Ces dispositions légales doivent cependant être écartées s’il en résulte pour le prêteur la perception de montants équivalents ou proches de ceux qu’il aurait perçus si la déchéance du droit aux intérêts n’avait pas été prononcée, sauf à faire perdre à cette sanction ses caractères de dissuasion et d’efficacité (CJUE 27 mars 2014, affaire C-565/12, Le Crédit Lyonnais SA / Fesih Kalhan).
En l’espèce, le crédit personnel a été accordé à un taux d’intérêt annuel fixe de 1,99 %. Dès lors, les montants susceptibles d’être effectivement perçus par le prêteur au titre des intérêts au taux légal de 2,62 % pour le premier semestre 2026 seraient supérieurs à ce taux conventionnel.
Il convient, en conséquence, d’écarter toute application des articles 1231-6 et 1231-7 du code civil et L 313-3 du code monétaire et financier et de dire que les sommes dues au prêteur ne produiront aucun intérêt, même au taux légal.
En conséquence, Mme [C] [L] est redevable de la somme de 5316,91 euros au titre du capital restant dû et de la clause pénale et cette somme ne portera pas intérêt, même au taux légal.
Sur la capitalisation des intérêts
La capitalisation des intérêts, dit encore anatocisme, est prohibée concernant les crédits à la consommation, matière dans laquelle les sommes qui peuvent être réclamées sont strictement et limitativement énumérées. En effet, l’article L.312-38 du code de la consommation rappelle qu’aucune indemnité ni aucuns frais autres que ceux mentionnés aux articles L.312-39 et L.312-40 ne peuvent être mis à la charge de l’emprunteur dans les cas de défaillance prévus par ces articles.
En outre, le prêteur a été déchu du droit aux intérêts.
La demande de capitalisation sera par conséquent rejetée.
Sur les demandes accessoires
La défenderesse, partie perdante, supportera les dépens, en application de l’article 696 du code de procédure civile.
Elle sera également condamnée à lui payer la somme de 250 euros au titre de l’article 700 du code de procédure civile.

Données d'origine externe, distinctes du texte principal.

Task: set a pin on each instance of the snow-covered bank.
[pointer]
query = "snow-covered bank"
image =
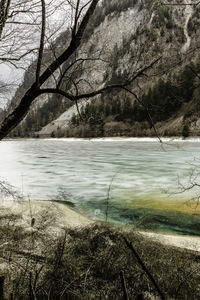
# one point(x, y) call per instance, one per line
point(128, 139)
point(58, 216)
point(186, 242)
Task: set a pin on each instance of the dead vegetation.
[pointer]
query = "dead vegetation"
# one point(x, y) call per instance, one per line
point(92, 263)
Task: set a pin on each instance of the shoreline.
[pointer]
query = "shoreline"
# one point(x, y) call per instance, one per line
point(112, 139)
point(60, 216)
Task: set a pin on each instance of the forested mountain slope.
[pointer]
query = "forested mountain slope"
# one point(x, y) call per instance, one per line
point(123, 38)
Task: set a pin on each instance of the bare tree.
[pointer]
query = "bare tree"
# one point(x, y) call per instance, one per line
point(81, 13)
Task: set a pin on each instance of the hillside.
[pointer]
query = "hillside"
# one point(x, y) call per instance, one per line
point(122, 39)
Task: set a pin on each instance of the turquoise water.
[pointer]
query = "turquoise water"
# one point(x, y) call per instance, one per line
point(137, 178)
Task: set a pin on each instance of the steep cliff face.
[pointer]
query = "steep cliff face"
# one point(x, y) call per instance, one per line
point(121, 40)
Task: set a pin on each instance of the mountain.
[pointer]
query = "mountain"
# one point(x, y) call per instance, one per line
point(122, 38)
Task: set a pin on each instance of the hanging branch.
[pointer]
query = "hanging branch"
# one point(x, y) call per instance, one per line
point(41, 49)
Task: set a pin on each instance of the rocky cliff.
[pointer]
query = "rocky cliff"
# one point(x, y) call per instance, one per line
point(122, 39)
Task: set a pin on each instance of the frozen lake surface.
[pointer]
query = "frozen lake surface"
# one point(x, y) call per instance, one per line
point(139, 176)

La présente décision est exécutoire à titre provisoire, conformément à l’article 514 du code de procédure civile.
PAR CES MOTIFS,
Le juge des contentieux de la protection, statuant publiquement, après débats en audience publique, par jugement mis à disposition au greffe, réputé contradictoire et en premier ressort,
CONSTATE que les conditions de prononcé régulier de la déchéance du terme du prêt personnel n°38197514656 d’un montant de 15000 euros accordé par la société FRANFINANCE à Mme [C] [L] le 26 août 2020 sont réunies,
PRONONCE la déchéance du droit aux intérêts contractuels de la société FRANFINANCE au titre du prêt personnel n°38197514656,
CONDAMNE Mme [C] [L] à verser à la société FRANFINANCE la somme de 5316,91 euros correspondant au capital restant dû et à la clause pénale, au titre du prêt personnel n°38197514656,
DIT que cette somme ne produira pas d’intérêt, même au taux légal,
DEBOUTE la société FRANFINANCE de sa demande de capitalisation des intérêts,
CONDAMNE Mme [C] [L] à verser à la société FRANFINANCE la somme de 250 euros au titre de l’article 700 du code de procédure civile,
CONDAMNE Mme [C] [L] aux dépens,
RAPPELLE que le présent jugement est exécutoire de plein droit.
Ainsi jugé et prononcé par mise à disposition au greffe le 5 février 2026 et signé par la Juge des contentieux de la protection et la greffière susnommées.